Left to right, Hawaian Koa, Monkey Pod, and Ucalyptis. Don't like the fininsh on these much either. The BLO just darkened them, but didn't do much else. Next set will be brighter. Also dipped in water based poly vs. spar urathane. Not real impressed with the water based stuff. At least over BLO it just does not dry hard enough.

The second pic is a new call from Birdseye Maple for an auction at my Grandaughters school, one from the last piece of Mesquite I had, one from Spalted Ash and one from Spalted Maple, the last two are from GB wood.


----------



## trodery (Sep 13, 2006)

Looks good ET!


----------



## EndTuition (May 24, 2004)

*Opps !*

Wrong pic in the original post. Didn't catch it in time to edit, sorry.
This one is better.


----------



## trodery (Sep 13, 2006)

Those two on the left are my favorites!


----------



## EndTuition (May 24, 2004)

The one on the very left is commited to an auction for playground equipment at my grandaughters school, the second one is yours ! Ah, but there is a catch. You have to agree to be on the "Tail Gunner Duck Calls" Pro-team. No fancy shirt, no hat, no nothing, just the call. I may try to shame Tortuga, Bill and GB into joining you, but they may have more self respect than that.







If you do decide to join the team, that will give me a total pro-team staff of.....1.









Your call (pun intended).


----------



## Slip (Jul 25, 2006)

Man those look great to me. Expecially that birdseye but I love them all. I've never made a duck call or any other call, but would love to give it a try someday. Those are gorgeous..


----------



## bill (May 21, 2004)

"Tail Gunner Duck Calls" Pro-team

sounds cool, what do I need to do to get in


----------



## EndTuition (May 24, 2004)

You already have a "Tail Gunner Duck Call", thus you are obviously highly qualified to represent these fine calls, so now all you have to do is lower your self esteem and your in! LOL ! As a pro team member, you may want to start wearing Camo for no reason what's so ever as is the norm with duck hunters. You can also start making comments from time to time like this.."Hey, did you hear that ? I swear I just heard a Wood duck hen!", or "Back before they outlawed lead shot, I used to drop every single bird I shot at!". Other than that, I can't think of anything else you need to do to be on the team.

Thanks for joining up !

PS
Do you duck hunt at all ? Just wondering


----------



## Tortuga (May 21, 2004)

EndTuition said:


> . *I may try to shame Tortuga, Bill and GB into joining you,* but they may have more self respect than that.
> 
> 
> 
> ...


----------------

LOL..I assure you I got absolutely NO SHAME !!!

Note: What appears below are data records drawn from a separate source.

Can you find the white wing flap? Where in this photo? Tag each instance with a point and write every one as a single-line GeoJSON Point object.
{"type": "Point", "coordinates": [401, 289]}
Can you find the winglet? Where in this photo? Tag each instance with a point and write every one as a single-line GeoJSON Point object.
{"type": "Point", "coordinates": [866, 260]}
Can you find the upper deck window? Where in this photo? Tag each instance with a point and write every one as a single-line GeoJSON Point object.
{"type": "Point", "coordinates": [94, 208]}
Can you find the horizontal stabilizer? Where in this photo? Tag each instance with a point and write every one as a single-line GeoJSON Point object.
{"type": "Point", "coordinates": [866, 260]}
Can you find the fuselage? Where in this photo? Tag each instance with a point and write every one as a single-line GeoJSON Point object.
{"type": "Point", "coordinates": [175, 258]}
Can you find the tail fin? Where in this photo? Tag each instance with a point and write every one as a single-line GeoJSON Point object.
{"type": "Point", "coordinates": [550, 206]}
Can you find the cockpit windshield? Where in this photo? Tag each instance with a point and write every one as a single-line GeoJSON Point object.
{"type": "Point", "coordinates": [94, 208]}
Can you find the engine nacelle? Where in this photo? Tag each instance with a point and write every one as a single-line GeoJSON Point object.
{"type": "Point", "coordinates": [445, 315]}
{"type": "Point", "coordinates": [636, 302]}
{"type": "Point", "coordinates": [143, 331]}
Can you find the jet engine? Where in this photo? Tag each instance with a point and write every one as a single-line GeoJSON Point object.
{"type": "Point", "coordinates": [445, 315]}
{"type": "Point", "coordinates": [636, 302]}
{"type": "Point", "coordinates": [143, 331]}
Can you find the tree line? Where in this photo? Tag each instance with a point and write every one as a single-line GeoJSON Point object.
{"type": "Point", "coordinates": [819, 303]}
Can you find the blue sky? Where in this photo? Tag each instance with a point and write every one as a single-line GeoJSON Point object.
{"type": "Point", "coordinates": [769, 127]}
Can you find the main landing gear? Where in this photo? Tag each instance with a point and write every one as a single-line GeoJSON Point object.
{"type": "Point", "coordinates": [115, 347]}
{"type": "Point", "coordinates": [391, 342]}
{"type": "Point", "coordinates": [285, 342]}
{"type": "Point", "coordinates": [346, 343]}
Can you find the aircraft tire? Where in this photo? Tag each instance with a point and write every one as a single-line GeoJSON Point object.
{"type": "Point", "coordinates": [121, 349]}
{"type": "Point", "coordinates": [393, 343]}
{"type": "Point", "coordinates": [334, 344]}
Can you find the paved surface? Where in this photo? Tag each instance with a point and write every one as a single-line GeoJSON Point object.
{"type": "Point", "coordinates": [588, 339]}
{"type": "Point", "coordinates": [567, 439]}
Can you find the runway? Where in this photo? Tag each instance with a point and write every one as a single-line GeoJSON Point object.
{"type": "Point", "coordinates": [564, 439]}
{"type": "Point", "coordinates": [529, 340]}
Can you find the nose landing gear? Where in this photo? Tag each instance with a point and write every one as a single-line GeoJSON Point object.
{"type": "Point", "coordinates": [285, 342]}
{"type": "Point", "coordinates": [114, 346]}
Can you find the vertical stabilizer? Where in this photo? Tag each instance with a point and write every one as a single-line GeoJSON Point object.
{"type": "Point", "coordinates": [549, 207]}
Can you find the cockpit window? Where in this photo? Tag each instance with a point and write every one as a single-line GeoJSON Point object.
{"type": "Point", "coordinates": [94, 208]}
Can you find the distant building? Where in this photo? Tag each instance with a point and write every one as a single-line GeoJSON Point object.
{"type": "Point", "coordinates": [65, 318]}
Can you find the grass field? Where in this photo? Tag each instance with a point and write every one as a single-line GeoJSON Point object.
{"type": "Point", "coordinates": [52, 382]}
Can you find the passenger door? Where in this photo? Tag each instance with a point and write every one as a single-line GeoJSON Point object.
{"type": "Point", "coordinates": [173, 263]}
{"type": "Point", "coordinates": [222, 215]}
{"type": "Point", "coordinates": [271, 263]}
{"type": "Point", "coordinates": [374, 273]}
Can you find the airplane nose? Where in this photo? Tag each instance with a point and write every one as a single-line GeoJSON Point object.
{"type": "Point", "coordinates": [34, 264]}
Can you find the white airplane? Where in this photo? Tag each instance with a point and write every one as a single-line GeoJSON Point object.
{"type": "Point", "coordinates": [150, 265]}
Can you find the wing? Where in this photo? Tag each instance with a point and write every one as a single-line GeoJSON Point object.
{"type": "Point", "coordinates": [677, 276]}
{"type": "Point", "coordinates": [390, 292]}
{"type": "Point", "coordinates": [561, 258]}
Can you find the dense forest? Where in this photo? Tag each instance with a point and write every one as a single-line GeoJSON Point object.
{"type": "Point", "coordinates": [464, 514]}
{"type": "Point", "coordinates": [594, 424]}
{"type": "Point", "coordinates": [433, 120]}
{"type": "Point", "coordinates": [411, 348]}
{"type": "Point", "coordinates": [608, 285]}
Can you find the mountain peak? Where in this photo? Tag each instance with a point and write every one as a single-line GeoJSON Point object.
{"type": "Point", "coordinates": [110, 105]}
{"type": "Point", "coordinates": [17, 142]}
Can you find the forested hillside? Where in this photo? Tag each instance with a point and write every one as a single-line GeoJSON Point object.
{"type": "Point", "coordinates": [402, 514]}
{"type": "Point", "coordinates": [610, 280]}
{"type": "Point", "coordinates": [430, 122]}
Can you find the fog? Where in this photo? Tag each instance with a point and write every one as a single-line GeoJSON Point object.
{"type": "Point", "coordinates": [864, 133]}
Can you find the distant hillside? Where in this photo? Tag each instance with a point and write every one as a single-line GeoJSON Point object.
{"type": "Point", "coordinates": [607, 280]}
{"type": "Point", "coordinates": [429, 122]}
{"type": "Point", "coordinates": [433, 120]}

Send me in, Coach...I already got my 'weapon'..LOL


----------



## EndTuition (May 24, 2004)

*Opps's again...*



EndTuition said:


> The one on the very left is commited to an auction for playground equipment at my grandaughters school, the second one is yours ! Ah, but there is a catch. You have to agree to be on the "Tail Gunner Duck Calls" Pro-team. No fancy shirt, no hat, no nothing, just the call. I may try to shame Tortuga, Bill and GB into joining you, but they may have more self respect than that.
> 
> 
> 
> ...


Holly cow, just noticed my wording above and what I MEANT to say is Bill, GB and Tortuga may have to lower their standards to join my Pro Team, not to join You !
Good lord, I hope you didn't read it the wrong way Trod.


----------



## EndTuition (May 24, 2004)

Tortuga said:


> ----------------
> 
> LOL..I assure you I got absolutely NO SHAME !!!
> 
> Send me in, Coach...I already got my 'weapon'..LOL


You're in !
And by the way, you are getting an equipment upgrade Saturday!


----------



## bill (May 21, 2004)

LOL COOL!!! I'm in

I dont duck hunt but rest asured it gets used. Mostly on Saturday Mornings when I go wake up my Daughter LOL So it is possible I use mine more than anyone else LOL I love it


----------



## EndTuition (May 24, 2004)

Glad to hear it! We may have to call yours the 'Reveille' model.

I gave one away to a man who hosts a father/son Pheasant trip in Amarillo each year for a group of us. His wife suggesed the second day of the hunt that she liked the antique fishing reel I gave him the year before MUCH better. She put the call behind glass before the hunt was over. This year. I'm going to give her a 'Healing stick' like you use to train dogs to stay at your side. He's going to love me for that. It may be my last invite.


----------



## trodery (Sep 13, 2006)

LOL....I have no shame, I'll be on any team that will have me   

I'll even hang out with you and Tortuga


----------



## EndTuition (May 24, 2004)

trodery said:


> LOL....I'll even hang out with you and Tortuga


Now that's taking a hit for the team right there !

You are in my friend!


----------



## Slip (Jul 25, 2006)

trodery said:


> LOL....I have no shame, I'll be on any team that will have me
> 
> I'll even hang out with you and Tortuga


Hey, me too, I'll be on any team also that would have me, but that isn't necessarily a good thing. However, I can hide myself for a little while but sooner or later, I come out of hiding.


----------